Around the time that I was diagnosed with ADHD, I was a baby therapist reveling in the delights of the fellowship of my colleagues at the Portland DBT Program, Portland, OR. I attempted to grasp the meaning of my ADHD and started a course of medication, which was very helpful and helped me mitigate some elements of my executive function deficits. I was already steeping in the principles and practices of DBT, which adherent DBT therapists are coached to embody in their daily lives rather than merely “know them” theoretically as concepts to be doled out to patients.

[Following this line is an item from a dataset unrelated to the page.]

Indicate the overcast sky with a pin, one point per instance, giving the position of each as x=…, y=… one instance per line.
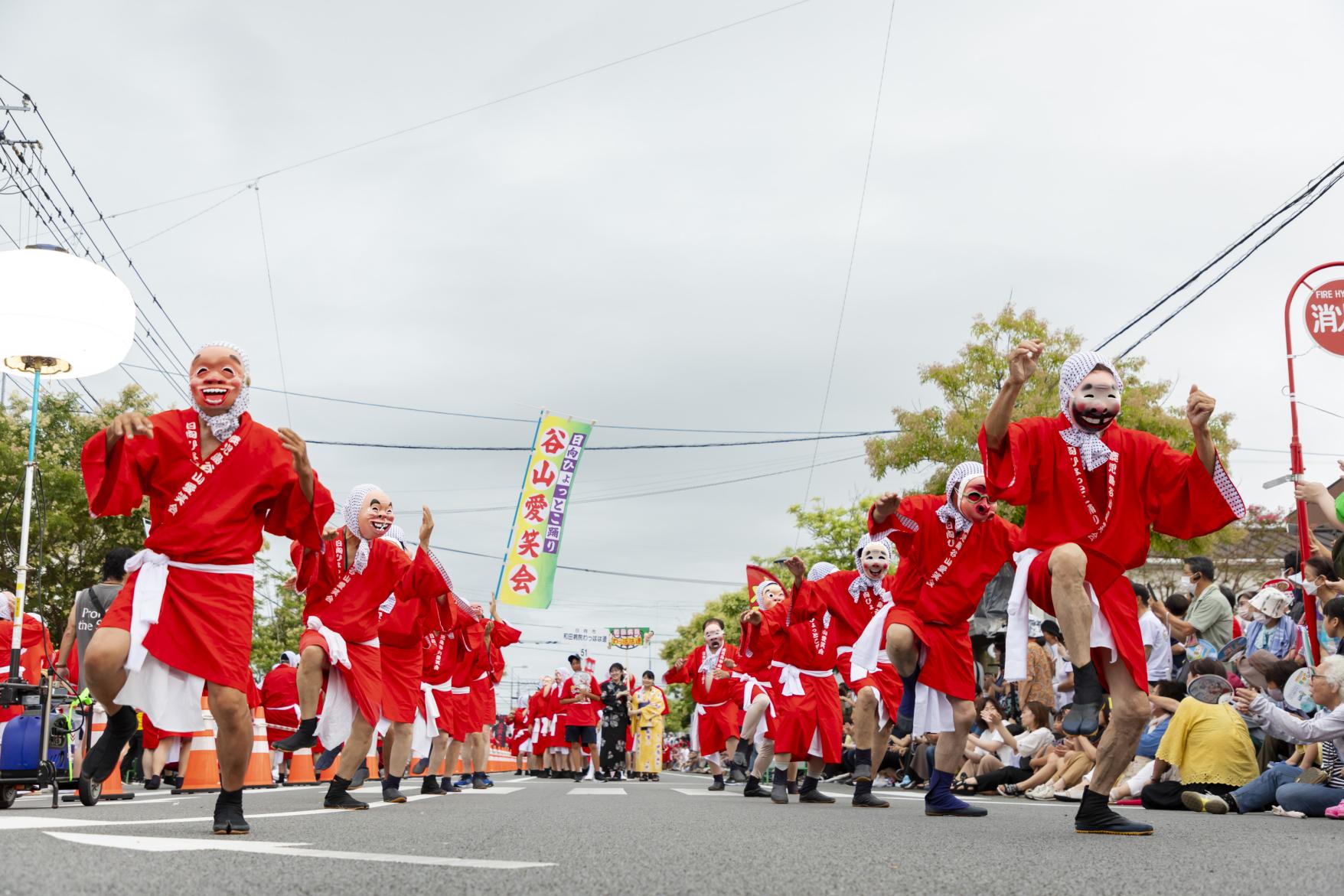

Although it would be another ten years before I began to do a deep dive into the neurobiology of ADHD and a more serious mindfulness practice, I began to intuit that I was living as a divided and fragmented person. I intuited this fragmented living was not necessary. I have to say, twenty-six years into practice as a DBT therapist and a beneficiary of the entailed behavioral technology, I experience myself as increasingly coherent, congruent, competent, and confident, correlating with ongoing living into integration with mindfulness and DBT skills.
I can say that one very critical way that I’ve benefitted from growing my knowledge of ADHD and my DBT practices over these last twenty-six years lies in the practice of radical acceptance and self-compassion.
You see, if you’re an ADHD adult like me, perhaps you know the exhaustion that comes from pretending to be a competent adult. This is well-known these days as the unfortunate verb to adult. “I’m not very good at adulting,” or “I’m still learning to be an adult,” and so on. The exhaustion I once experienced emerged from my attempt to bilocate my personality, projecting an image of hyper-competence outwardly on the one hand. On the other hand, I was living with rejection-sensitive dysphoria and fear of judgment, which, ironically enough, was rooted in my judgments and criticisms about myself. I was ping-ponging between my hyper-competence (something DBT calls apparent competence) and my self-loathing for lacking competence.